The story of Niklas Luhmann has been told countless times in productivity circles, but it's worth revisiting in our current moment.

This German sociologist produced around fifty books and six hundred articles, plus numerous unfinished manuscripts—all using a manual Zettelkasten system of index cards. If you've read Sönke Ahrens' "How to Take Smart Notes" or explored any of the many Zettelkasten tutorials online, you know the basics. But what does this system mean in an age where AI can seemingly think for us?
The System

The Zettelkasten breaks down into three simple components:
- Fleeting Notes: Capturing passing ideas and thoughts
- Literature Notes: Atomic ideas extracted from sources, rewritten in your own words
- Permanent Notes: Polished, interconnected insights distilled from fleeting and literature notes
I'd really recommend reading the book "How to Take Smart Notes" - it's a weekend read. But if you don't have time, here's a video by Vicky Zhao I found this morning explaining the system:
The magic happens in the permanent notes, which follow three simple rules:
- One atomic note per idea (think building blocks)
- Each idea must be expressed clearly enough for a reader with no context
- Ideas should always connect to other ideas in your system
The Power of Compression, Abstraction and Modular Thinking
What makes Zettelkasten so powerful isn't the organization—it's the cognitive process it enforces. You're constantly compressing ideas to their essence, abstracting them into reusable pieces, then decompressing and recombining when needed. This mirrors how intelligence actually works: turning experience into models, then rebuilding those models into new understanding.

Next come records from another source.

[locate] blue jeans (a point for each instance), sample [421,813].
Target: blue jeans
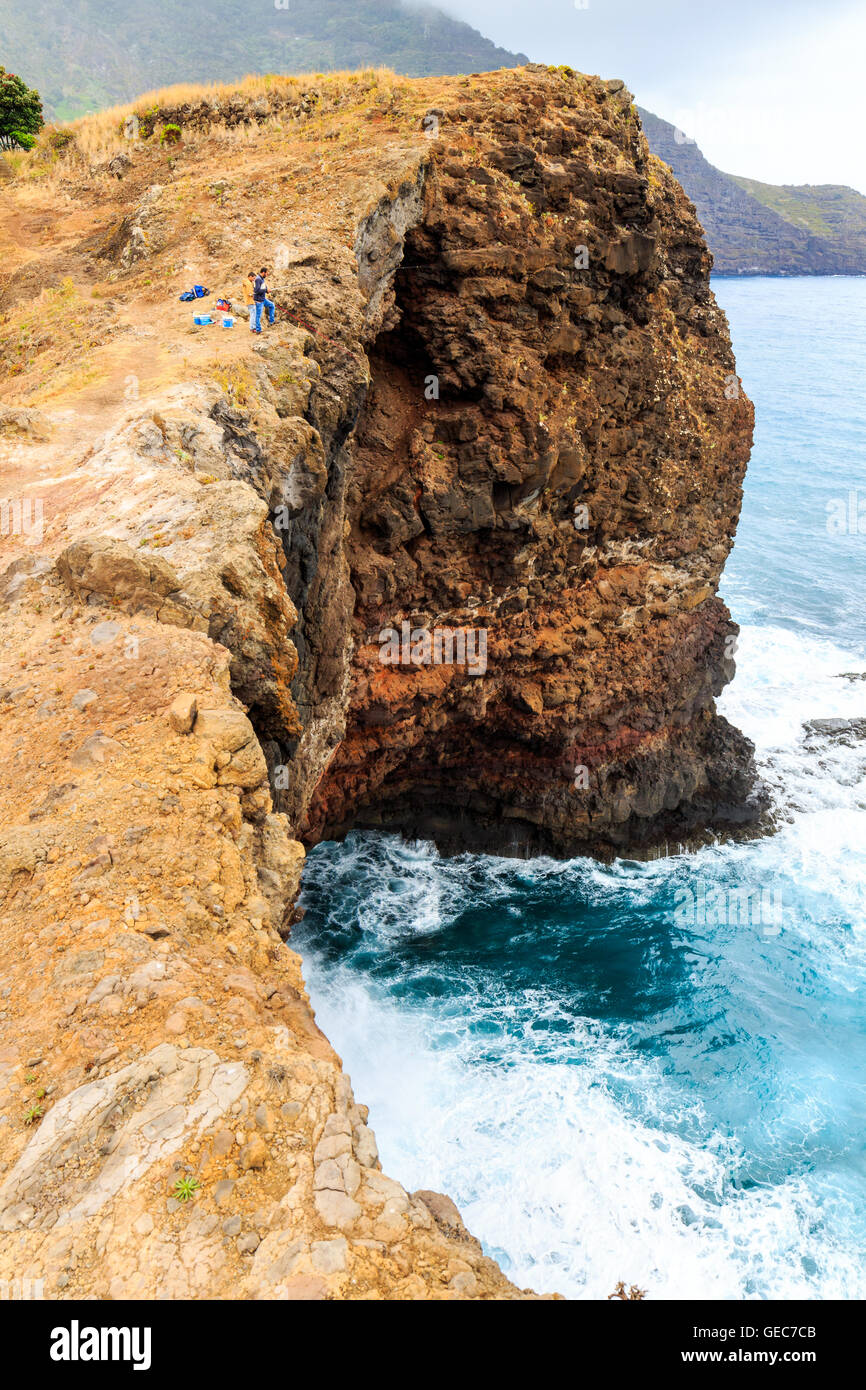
[256,314]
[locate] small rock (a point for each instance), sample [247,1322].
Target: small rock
[82,698]
[253,1154]
[223,1143]
[182,713]
[104,633]
[154,930]
[464,1283]
[337,1209]
[330,1257]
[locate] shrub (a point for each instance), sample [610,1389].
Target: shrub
[20,113]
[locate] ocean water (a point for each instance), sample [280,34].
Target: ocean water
[658,1072]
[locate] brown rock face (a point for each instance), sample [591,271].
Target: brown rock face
[496,438]
[548,467]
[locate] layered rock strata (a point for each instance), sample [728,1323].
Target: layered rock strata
[499,409]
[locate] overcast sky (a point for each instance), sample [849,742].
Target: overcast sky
[770,89]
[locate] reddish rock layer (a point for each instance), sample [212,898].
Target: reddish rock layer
[573,489]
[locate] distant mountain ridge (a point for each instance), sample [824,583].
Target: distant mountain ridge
[758,228]
[88,54]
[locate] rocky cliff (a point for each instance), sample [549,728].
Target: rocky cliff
[438,552]
[763,228]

The result? Output becomes incredibly easy. When you need to write, speak, or think through a problem, you're not starting from scratch—you're assembling pre-formed building blocks of thought.

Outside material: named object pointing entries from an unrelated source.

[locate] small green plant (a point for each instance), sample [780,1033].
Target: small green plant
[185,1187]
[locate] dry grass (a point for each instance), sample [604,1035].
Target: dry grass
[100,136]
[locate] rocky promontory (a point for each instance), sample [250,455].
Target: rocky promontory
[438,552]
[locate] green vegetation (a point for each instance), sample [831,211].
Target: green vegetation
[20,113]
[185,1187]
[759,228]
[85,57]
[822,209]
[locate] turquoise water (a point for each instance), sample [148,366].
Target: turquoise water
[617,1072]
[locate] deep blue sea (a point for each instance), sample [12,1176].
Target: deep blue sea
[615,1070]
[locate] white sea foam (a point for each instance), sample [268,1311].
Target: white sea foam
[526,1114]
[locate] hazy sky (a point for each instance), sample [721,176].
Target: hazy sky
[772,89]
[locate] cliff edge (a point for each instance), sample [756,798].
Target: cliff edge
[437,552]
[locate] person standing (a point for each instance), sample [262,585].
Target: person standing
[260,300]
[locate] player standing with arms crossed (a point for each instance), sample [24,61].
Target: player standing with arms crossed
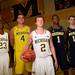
[18,38]
[41,40]
[60,44]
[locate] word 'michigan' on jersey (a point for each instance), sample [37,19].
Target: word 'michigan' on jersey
[4,43]
[41,43]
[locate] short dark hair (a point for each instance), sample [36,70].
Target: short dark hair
[39,16]
[71,16]
[55,16]
[19,14]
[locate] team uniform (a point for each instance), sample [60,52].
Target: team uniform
[59,44]
[71,46]
[20,40]
[4,56]
[43,64]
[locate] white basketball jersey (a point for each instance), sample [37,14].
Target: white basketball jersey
[4,43]
[41,43]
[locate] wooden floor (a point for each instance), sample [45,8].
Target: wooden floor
[59,72]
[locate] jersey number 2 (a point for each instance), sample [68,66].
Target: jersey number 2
[22,38]
[43,48]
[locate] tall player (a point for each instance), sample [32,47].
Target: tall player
[43,47]
[58,34]
[4,48]
[18,38]
[71,41]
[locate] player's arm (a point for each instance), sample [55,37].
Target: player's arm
[11,36]
[29,42]
[53,52]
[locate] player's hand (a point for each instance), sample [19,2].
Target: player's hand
[56,64]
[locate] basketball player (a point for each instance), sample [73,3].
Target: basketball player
[43,48]
[4,48]
[18,38]
[71,41]
[58,35]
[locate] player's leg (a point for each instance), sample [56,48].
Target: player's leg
[1,64]
[6,64]
[62,60]
[19,64]
[28,67]
[38,67]
[49,66]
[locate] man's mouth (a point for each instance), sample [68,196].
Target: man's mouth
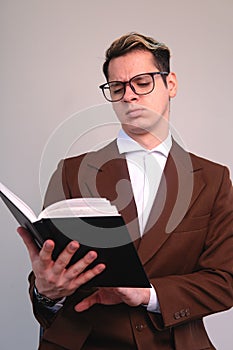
[134,112]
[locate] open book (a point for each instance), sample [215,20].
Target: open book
[95,224]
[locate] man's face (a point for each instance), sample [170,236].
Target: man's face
[141,114]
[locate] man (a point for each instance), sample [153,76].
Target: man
[181,219]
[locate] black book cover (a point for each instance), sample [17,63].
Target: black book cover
[107,235]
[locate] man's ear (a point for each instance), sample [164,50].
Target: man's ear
[172,84]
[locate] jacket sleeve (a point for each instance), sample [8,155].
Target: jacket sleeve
[209,288]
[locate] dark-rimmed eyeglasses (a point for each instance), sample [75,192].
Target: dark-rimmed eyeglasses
[141,84]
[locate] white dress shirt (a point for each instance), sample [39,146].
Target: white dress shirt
[145,170]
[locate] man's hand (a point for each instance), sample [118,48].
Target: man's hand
[53,279]
[112,296]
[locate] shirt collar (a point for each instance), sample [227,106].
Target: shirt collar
[126,144]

The Vendor Lock-in tension
Vendor lock-in happens when you become dependent on a specific company's platform or service, making it difficult or costly to switch to alternatives. Companies naturally build systems that encourage users to invest more deeply in their ecosystem—it's a sound business strategy that creates sustainable value for both parties.
AI can theoretically integrate into every step of the Zettelkasten process: organizing notes, managing connections, suggesting combinations. It could supercharge the entire system.
But there's a catch. Current AI interfaces are overwhelmingly chat-centric. Conversations happen, insights emerge, then... nothing gets baked back into your knowledge base. The incentive structure pushes users toward outsourcing their thinking through long chats rather than building modular, reusable abstractions.
This creates a dangerous dependency. When your thinking lives in someone else's system, you're subject to vendor lock-in, data loss, and the gradual atrophy of your own cognitive processes.
What's the alternative?
Tools like Obsidian have made digital Zettelkasten systems incredibly powerful. Users add plugins for AI integration—vector search, auto-linking, smart suggestions. Similar approaches work with Notion and other knowledge management tools.
These solutions let you build a knowledge base external to the AI, then use language models to interact with it. But here's the limitation: they're not AI-native. The AI is bolted on, not built in. The language model isn't aware of your knowledge base structure, doesn't help build it from the ground up, and can't seamlessly weave between your existing knowledge and new insights.
A Different Approach
This is exactly why we built Ra-h differently. Instead of treating AI as an add-on to traditional knowledge management, we started with the Zettelkasten principles and built the AI system around them. The model has contextual awareness of your knowledge base first, prioritizing the building and connection of atomic ideas over lengthy conversations that disappear into the ether.
Ra-h was inspired by Zettelkasten methodology, modular thinking, and atomic ideas—not as an afterthought, but as the foundational architecture. Every interaction is designed to either build your knowledge base or leverage what you've already built.
The models are trained with an understanding of Zettelkasten methodology, and to prioritise the growth and evolution of your knowledge-base.
In an age where it's tempting to let AI do our thinking for us, the Zettelkasten approach becomes more valuable, not less. The goal isn't to outsource cognition—it's to augment our natural ability to compress, abstract, and recombine ideas. That's how we maintain agency over our own intelligence while still benefiting from AI's capabilities.